Beau Richter has been working alongside Williams as an animal trainer for almost 12 years. If you mention animal training, most people think of teaching tricks—like jumping through hoops or balancing a beach ball. But a trainer’s most fundamental skill is being an expert observer, he says.

“We’ve become very good at being able to read animal behavior and being able to interpret what that behavior means,” he says.

During one of Williams’s expeditions, a typical data collection session involves measuring the seal’s size and weight, taking ultrasound measurements of its blubber, and attaching a tracking device. That last step involves cleaning the seal’s fur, applying glue, letting it dry, and attaching a neoprene patch. It’s not something you’d expect a wild animal to tolerate, even one as calm as a Weddell seal.

But the trainers’ ability to read and respond to the wild seals’ cues has allowed Williams and her team to keep the seals calm enough to study them without anesthetic, the use of which can be risky.

For the first few seasons, they started small—the trainers’ role was mostly to help identify which of the animals would be easiest to work with.
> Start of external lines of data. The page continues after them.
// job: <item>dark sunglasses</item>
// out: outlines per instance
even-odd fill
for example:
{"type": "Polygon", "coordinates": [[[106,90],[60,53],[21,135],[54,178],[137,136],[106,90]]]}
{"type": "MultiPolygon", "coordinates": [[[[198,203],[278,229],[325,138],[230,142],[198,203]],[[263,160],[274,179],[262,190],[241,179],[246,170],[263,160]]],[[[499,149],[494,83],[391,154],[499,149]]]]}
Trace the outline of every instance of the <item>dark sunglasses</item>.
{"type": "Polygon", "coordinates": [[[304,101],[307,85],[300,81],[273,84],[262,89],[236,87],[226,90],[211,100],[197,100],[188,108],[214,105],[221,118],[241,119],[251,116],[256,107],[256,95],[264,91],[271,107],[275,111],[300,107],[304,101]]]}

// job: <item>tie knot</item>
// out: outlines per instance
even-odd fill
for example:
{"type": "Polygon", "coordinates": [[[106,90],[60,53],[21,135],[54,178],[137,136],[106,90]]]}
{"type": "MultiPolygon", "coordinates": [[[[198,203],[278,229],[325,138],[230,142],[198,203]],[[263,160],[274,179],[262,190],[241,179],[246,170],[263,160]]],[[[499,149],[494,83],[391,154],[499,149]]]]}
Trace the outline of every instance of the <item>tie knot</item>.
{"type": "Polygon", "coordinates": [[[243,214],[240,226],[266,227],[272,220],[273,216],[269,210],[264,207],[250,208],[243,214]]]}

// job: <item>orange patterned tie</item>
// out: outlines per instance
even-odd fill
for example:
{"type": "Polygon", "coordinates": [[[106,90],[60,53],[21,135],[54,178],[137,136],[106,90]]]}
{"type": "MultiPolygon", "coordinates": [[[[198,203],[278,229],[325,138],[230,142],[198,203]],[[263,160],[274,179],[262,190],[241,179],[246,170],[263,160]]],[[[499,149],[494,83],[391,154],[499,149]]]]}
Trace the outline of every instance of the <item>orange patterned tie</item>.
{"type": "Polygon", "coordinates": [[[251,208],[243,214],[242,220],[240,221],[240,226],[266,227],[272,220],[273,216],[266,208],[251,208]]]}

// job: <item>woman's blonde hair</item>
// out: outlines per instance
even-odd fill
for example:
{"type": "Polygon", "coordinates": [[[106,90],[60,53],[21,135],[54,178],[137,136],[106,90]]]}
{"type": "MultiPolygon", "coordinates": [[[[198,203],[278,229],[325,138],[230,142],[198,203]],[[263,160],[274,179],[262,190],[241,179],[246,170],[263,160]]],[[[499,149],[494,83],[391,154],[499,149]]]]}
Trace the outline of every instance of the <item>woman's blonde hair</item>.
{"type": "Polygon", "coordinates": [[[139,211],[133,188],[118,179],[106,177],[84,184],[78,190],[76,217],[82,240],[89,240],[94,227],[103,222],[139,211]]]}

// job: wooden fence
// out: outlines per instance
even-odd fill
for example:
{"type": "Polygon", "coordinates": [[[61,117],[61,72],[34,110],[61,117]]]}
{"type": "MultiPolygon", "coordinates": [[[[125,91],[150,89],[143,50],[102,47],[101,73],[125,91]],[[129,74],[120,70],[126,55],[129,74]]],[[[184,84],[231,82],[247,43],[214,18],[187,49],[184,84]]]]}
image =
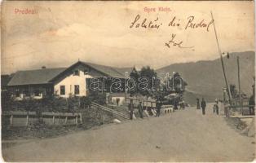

Eventually, they experimented with removing tracking tags without anesthetic. They then tried applying the tracking tag, for a few steps at least, without sedatives. This past season marked the first time they were comfortable conducting the entire data collection procedure without putting the seals to sleep.

Throughout the process, the trainers were watching the animals’ reactions. They orchestrated the scientists’ movements, telling them when to pause, and how and where to move. Their familiarity with the species allows them to understand subtle cues that a seal is becoming agitated, such as widened eyes or quickened breathing. A big part of it, says Richter, was “getting people to be mindful of their behavior around the animals, and watching how that affected the behavior of the animals.” Most researchers are used to working with animals under sedation, so that wasn’t necessarily something they were used to.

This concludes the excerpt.